The effect of histamine on the parietal cell is to activate adenylate cyclase, leading to elevated intracellular cyclic AMP concentrations and activation of protein kinase A (PKA).
One effect of PKA activation is the phosphorylation of cytoskeletal proteins involved in the transport of ATPase H + / K + from the cytoplasm to the plasma membrane. The binding of acetylcholine and gastrin results in an elevation of intracellular calcium concentrations.

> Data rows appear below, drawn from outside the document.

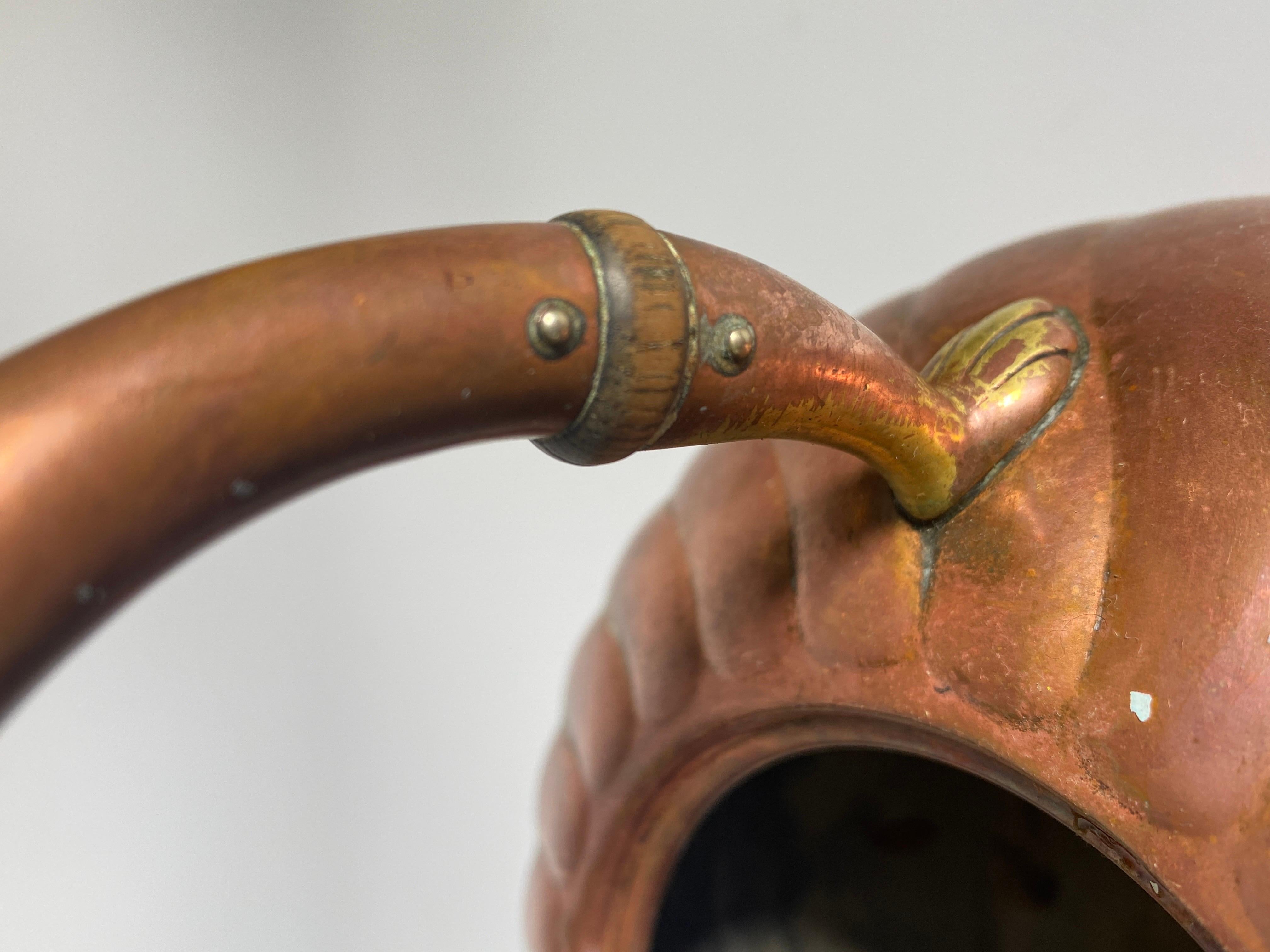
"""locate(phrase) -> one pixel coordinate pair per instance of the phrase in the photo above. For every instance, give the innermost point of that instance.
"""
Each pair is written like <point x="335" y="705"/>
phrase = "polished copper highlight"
<point x="1042" y="559"/>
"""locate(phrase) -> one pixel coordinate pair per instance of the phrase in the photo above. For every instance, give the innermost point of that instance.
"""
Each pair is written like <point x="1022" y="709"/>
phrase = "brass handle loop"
<point x="138" y="436"/>
<point x="648" y="341"/>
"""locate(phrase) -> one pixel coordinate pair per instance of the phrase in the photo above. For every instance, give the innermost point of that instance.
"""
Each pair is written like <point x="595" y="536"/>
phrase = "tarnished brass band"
<point x="648" y="341"/>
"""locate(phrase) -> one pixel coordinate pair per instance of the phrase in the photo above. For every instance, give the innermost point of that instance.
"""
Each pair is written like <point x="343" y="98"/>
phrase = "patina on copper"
<point x="1070" y="600"/>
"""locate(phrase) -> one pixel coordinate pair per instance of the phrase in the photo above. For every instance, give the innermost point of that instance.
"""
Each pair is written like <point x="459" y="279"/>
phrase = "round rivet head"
<point x="741" y="343"/>
<point x="554" y="328"/>
<point x="731" y="344"/>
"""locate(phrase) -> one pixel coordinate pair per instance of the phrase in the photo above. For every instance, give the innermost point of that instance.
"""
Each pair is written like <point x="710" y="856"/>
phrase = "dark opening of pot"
<point x="864" y="851"/>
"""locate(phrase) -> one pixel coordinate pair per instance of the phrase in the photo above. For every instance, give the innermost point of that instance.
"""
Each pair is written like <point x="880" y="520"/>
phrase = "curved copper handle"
<point x="135" y="437"/>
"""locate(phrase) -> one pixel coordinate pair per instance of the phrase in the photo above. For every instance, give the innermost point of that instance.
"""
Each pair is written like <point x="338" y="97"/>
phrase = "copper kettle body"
<point x="1014" y="524"/>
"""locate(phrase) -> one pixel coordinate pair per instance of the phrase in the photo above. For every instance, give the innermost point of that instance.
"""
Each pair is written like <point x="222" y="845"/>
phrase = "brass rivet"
<point x="741" y="343"/>
<point x="731" y="344"/>
<point x="554" y="328"/>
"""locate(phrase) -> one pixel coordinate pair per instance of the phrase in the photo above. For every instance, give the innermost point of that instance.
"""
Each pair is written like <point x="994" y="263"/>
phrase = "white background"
<point x="324" y="732"/>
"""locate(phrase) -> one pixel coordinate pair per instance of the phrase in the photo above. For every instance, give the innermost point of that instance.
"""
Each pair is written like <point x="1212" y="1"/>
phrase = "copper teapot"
<point x="896" y="647"/>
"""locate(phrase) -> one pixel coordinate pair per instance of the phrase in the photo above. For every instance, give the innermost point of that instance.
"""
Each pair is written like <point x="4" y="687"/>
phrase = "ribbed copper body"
<point x="1047" y="564"/>
<point x="780" y="604"/>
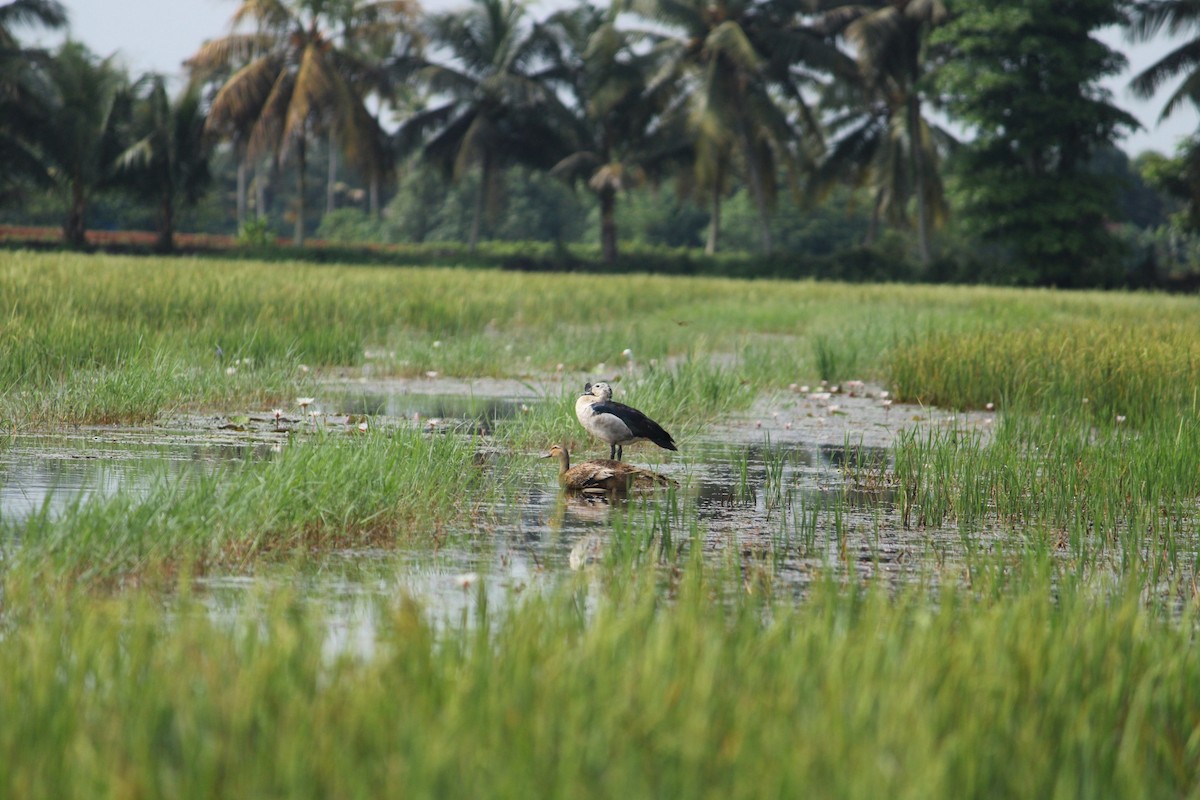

Several additional mediators have been shown to produce gastric acid secretion when injected into animals and people, including calcium, enkephalin, and bombesin.
Calcium and bombesin simulate gastrin release, while opiate receptors have been identified in parietal cells. It is not clear whether these molecules have a significant physiological role in parietal cell function.
A variety of substances are capable of reducing gastric acid secretion when administered intravenously, including prostaglandin E 2 and various peptide hormones, including secretin, gastric inhibitory peptide, glucagon, and somatostatin.
PGE 2, secretin, and somatostatin can be physiological regulators. Somatostatin inhibits gastrin and histamine secretion, and appears to have a direct inhibitory effect on the parietal cell.